Cybersleuth cracked the Cutler case
Featuring The Doe Network

By Douglass Crouse
North Jersey News

September, 2003

Last Saturday, Carol Cielecki left her home in Whitehall, Pa., to attend the funeral of a man she never knew, invited by a family she'd never met.

Still, the New Jersey native was hardly a stranger.

Cielecki, a paralegal whose ex-husband disappeared from Morris County in 1989, was surfing the Internet for missing persons sites earlier this year when a description of Sean Lewis Cutler caught her eye. The date was Feb. 26, when the disabled man would have turned 35.

"As I read the case history, I thought, 'How do you lose a blind boy in a wheelchair?'" she said. "He certainly didn't leave on his own accord."

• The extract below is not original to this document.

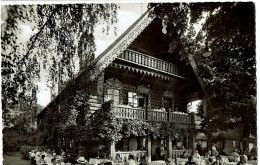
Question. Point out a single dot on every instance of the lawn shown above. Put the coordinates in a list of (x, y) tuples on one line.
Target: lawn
[(14, 158)]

Reading a description of unidentified remains on The Doe Network site a short time later, she made a connection that has amazed both Cutler's family and investigators who had puzzled over his whereabouts for more than six years.

The Doe Network is one of a few nationwide groups that aim to solve so-called "cold cases" by linking information that, to most folks, might seem unrelated. (Another is the Missing Persons' Cold Case Network, where Cielecki first came across the listing for Sean Cutler.)

Members of the Doe Network (www.doenetwork.org) scan the Web trying to make a match, and post their theories on a private online bulletin board. Former law enforcement officials are among the members, who are all prohibited from calling family members directly.

"This is in its infancy, but we believe it has a lot of potential," said Dana Gonzalez, the Doe Network's New Jersey director.

Barely 2½ years old, the group has solved 11 cases and provided links that allowed investigators to solve four others, Gonzalez said.

The next match may be for a woman's remains found 15 years ago in Atlantic Highlands . A woman recently submitted information to the network, saying her sister had visited that area from Detroit and never come back.

"The age fits. The description fits. We're just waiting for a call back from the Monmouth County Prosecutor's Office," Gonzalez said.

Cielecki's first husband, Rockaway resident Todd Martin Smith, was last seen at a motorcycle dealership in South Orange. His car was found in the same town a few days later with the keys in the ignition, Cielecki said.

Now a single mom with two teenagers, Cielecki, 39, said her penchant for cybersleuthing may stem from the Nancy Drew books she devoured as a child. But such habits required a kick-start from a murder mystery-loving mother, Cielecki said.

"My mother bet me $50 I wouldn't read a whole book," Cielecki said. "I picked the true crime story 'Small Sacrifices' by Ann Rule, and at the end, I said, 'Boy, that was pretty interesting.' Of course, I couldn't tell Mom that."

Scanning Doe Network images recently in the Easton, Pa., legal office where she works, Cielecki said the faces become ghosts that demand to be named.

"With the Cutler case, I was really spending a lot of time thinking about it," she said. "My kids were like, 'Mom, can we eat now?'"

Cielecki, a West Caldwell native, said what helped her make the match was a resemblance she perceived between the faces of Sean and her 28-year-old sister, who is mentally retarded. Also, she speculated that if police had found a second femur bone, they might have concluded the victim used a wheelchair.

Within a couple of days, she e-mailed a delighted Vermont police trooper with her theory. Soon afterward, she and Cutler's cousin joined the Doe Network.

At the ceremony for Sean in Schenectady, N.Y., on Saturday, Cielecki was welcomed as a member of the family.

"What you did made it possible for all of us to be here today," one of Sean's aunts told her as the small crowd got back into their cars to go home.